Non, non ; le vaccin, le vaccin, le vaccin. Pour toutes et tous, partout et tout le temps. En dehors du vaccin, point de salut. C’est la seule issue envisagée.
C’est à ce point seulement qu’on peut ne pas aller plus loin sur la question du vaccin ; je ne dis pas qu’il est efficace ou dangereux ; je n’en sais rien et ce n’est pas mon problème. Là où ça devient mon problème, c’est que le pass sanitaire ne peut exister qu’à la condition d’avoir accepté le vaccin comme seule réponse politique à la pandémie.
La seule solution, c’est le vaccin, donc tous les moyens sont bons pour l’administrer à la populace, au nom bien sûr de la « solidarité avec les plus faibles ». Ce qui apparaît très clairement aujourd’hui, c’est qu’en acceptant la piqûre, c’est aussi bien le virus de la société qu’on se fait injecter dans les veines.
On endosse ce régime de gouvernement et cette bêtise pandémique ; on les arbore en sous-cutané.
Le vaccin appelle le pass et le pass répond au vaccin, comme mode de tri, de vérification de celles et ceux qui se sont sagement comportés, et comme mode de punition des autres. Quiconque s’avise de dévier de la ligne droite est aussitôt rejeté comme hérétique ; c’est vrai dans les récits médiatiques, mais c’est vrai également dans les familles, sur les lieux de travail, dans les écoles, …
On me reprochera de dramatiser un petit peu et on n’aura pas tort. Je cherche ici à rationaliser ce qui crie en moi depuis le début de cette pandémie et qui me rend fou. Ce rejet, par mes tripes et par toutes les fibres de ma peau, de l’ordre qui s’installe et de son spectacle ; et la grande sensation d’impuissance qui m’habite, face à cette trame grotesque.

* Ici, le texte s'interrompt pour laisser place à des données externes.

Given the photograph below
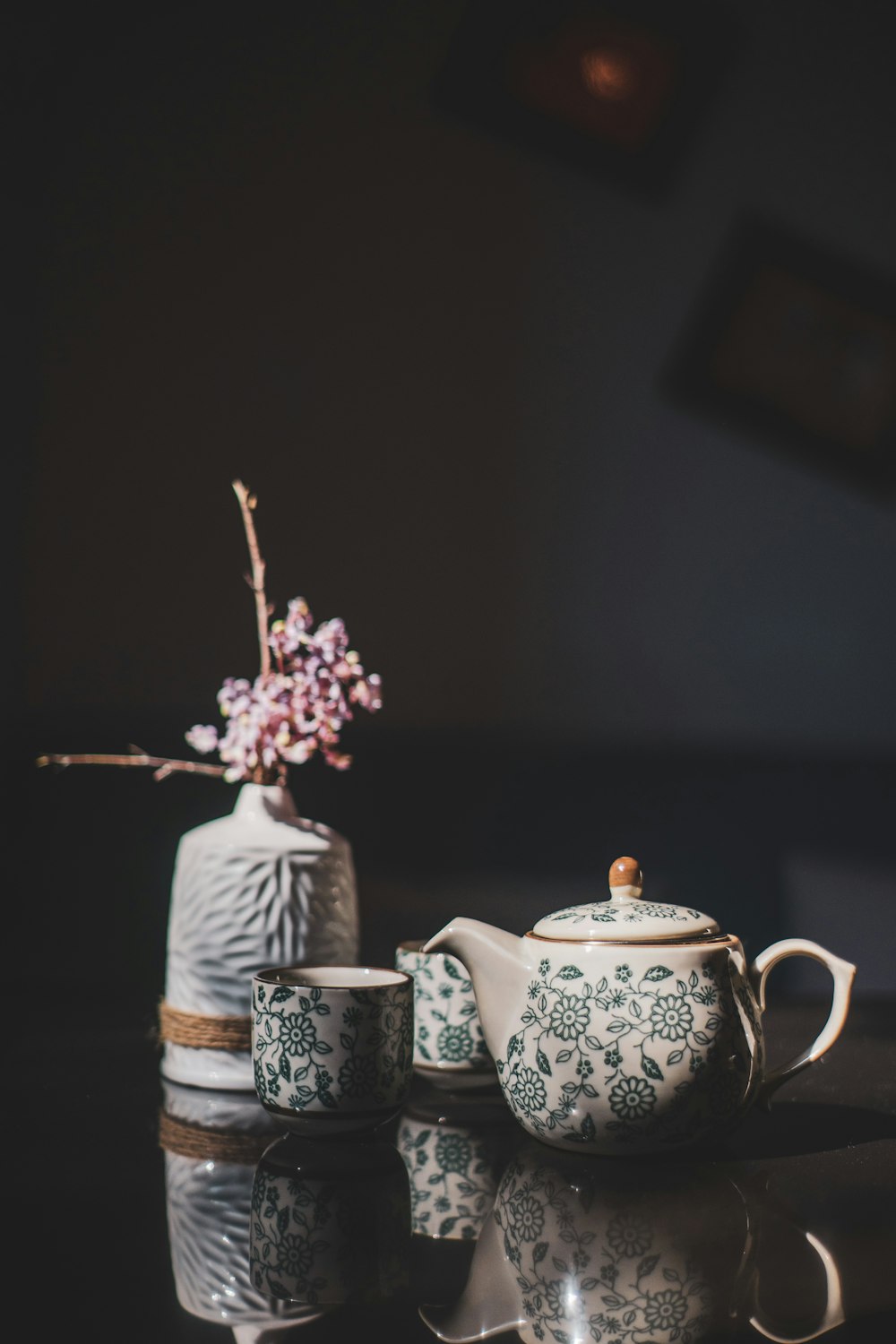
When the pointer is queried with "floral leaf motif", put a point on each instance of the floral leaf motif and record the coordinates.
(650, 1067)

La situation pandémique est comme un avis de gros grain, une tempête qui souffle sur nos sociétés. Ce n’est en rien une « catastrophe naturelle » ; si l’événement covid devient une catastrophe, c’est parce qu’elle vient se greffer sur une époque et un certain état de délabrement de nos sociétés vieillissantes.
À cette condition, la pandémie pouvait devenir catastrophe. En témoignent tous les pays du globe – j’en ai visité quelques-uns cet été – où on ne fait pas tout un fromage du covid ; sans doute par manque de lait et de ferments. Il est des endroits où on a mieux à faire ou moins à perdre.
Alors, chez nous, il y a un avis de tempête. Que voulez-vous faire face à une tempête ? Il faut faire le dos rond. Ne pas s’échiner à lutter contre l’événement, parce qu’il est trop puissant. Le Zarathoustra de Nietzsche donne ce conseil « à ses ennemis et à tout ce qui crache et vomit : “Gardez-vous de cracher contre le vent !” »
En revanche faut apprendre à ne pas se laisser obséder, posséder par ce qui arrive, à ne pas vouloir que ça change massivement – parce que ça n’arrivera pas. Personnellement, j’y parviens très mal et très péniblement, et cela me demande beaucoup d’énergies.
Alors, à tort ou à raison (la vérité n’est pas ici mon affaire), parfois je refuse d’acquiescer. Je refuse de consentir, de me plier, de me courber. Je puise de la force dans ces refus, j’y trouve des prises dans une époque qui en manque cruellement.
C’est une façon parmi d’autres de composer avec le temps qu’il fait.